Approximately 10% of human colorectal cancer (CRC) are associated with activated BRAFV600E mutation, typically in absence of APC mutation and often associated with a CpG island methylator (CIMP) phenotype. To protect from cancer, normal intestinal epithelial cells respond to oncogenic BRAFV600E by activation of intrinsic p53 and p16-dependent tumor suppressor mechanisms, such as cellular senescence. Conversely, CIMP is thought to contribute to bypass of these tumor suppressor mechanisms, e.g. via epigenetic silencing of tumor suppressor genes, such as p16. It has been repeatedly proposed that DNMT3B is responsible for BRAFV600E-induced CIMP in human CRC. Here we set out to test this by in silico, in vitro, and in vivo approaches. We conclude that although both BRAFV600E and DNMT3B harbor oncogenic potential in vitro and in vivo and show some evidence of cooperation in tumor promotion, they do not frequently cooperate to promote CIMP and human intestinal cancer.

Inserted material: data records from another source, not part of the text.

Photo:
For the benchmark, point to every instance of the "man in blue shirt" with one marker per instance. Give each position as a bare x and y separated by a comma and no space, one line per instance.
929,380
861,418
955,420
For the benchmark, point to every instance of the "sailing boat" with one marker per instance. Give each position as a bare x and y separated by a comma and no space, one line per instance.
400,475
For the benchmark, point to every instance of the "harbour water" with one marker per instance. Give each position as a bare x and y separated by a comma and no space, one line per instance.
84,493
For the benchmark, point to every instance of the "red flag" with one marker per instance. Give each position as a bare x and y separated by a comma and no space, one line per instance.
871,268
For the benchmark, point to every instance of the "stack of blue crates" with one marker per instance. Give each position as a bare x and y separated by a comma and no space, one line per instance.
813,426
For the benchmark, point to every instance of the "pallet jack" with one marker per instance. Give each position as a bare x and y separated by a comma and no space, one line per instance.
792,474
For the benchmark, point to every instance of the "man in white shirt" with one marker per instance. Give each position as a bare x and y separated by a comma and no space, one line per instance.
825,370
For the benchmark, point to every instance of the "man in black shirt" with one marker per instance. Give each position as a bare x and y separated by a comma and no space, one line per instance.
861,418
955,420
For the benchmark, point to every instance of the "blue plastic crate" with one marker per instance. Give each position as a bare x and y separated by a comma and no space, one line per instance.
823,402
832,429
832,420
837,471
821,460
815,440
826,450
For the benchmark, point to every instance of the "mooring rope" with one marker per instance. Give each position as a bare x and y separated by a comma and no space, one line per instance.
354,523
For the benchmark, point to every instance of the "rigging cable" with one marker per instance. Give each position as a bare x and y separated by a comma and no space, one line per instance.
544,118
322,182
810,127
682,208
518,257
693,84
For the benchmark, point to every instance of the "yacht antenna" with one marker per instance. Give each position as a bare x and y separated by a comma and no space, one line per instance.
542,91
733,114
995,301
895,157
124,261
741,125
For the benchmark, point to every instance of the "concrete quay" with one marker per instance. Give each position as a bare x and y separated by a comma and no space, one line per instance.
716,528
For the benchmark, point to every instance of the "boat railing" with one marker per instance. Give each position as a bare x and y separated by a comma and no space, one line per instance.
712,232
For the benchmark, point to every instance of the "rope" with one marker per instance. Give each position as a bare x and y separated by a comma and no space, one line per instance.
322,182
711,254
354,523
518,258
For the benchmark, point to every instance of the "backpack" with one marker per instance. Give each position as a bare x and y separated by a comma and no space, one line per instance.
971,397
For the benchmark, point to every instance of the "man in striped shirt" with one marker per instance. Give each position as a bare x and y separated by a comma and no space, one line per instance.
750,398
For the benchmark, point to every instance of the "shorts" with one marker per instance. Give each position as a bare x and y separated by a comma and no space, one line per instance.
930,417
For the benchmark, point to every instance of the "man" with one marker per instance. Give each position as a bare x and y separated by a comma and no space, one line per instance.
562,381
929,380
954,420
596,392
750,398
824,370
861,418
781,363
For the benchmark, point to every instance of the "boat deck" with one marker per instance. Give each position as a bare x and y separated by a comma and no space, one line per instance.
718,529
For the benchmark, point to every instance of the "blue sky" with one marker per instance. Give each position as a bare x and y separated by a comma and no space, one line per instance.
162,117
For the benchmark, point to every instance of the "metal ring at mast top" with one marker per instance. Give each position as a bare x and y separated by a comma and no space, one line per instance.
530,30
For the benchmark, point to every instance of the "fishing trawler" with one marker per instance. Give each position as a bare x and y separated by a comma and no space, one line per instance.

大约10％的人类大肠癌（CRC）与激活的BRAFV600E突变相关，通常不存在APC突变，并且通常与CpG岛甲基化（CIMP）表型相关。为了预防癌症，正常肠上皮细胞会通过激活内在的p53和p16依赖性肿瘤抑制机制（例如细胞衰老）来响应致癌性BRAFV600E。相反地​​，CIMP被认为例如通过诸如p16之类的肿瘤抑制基因的表观遗传沉默而有助于绕过这些肿瘤抑制机制。反复提出DNMT3B负责BRAFV600E诱导的人CRC中的CIMP。在这里，我们开始通过计算机模拟，体外和体内测试方法。我们得出的结论是，尽管BRAFV600E和DNMT3B在体外和体内都具有致癌潜力，并显示出在肿瘤促进方面有合作的证据，但它们并不经常合作促进CIMP和人类肠道癌。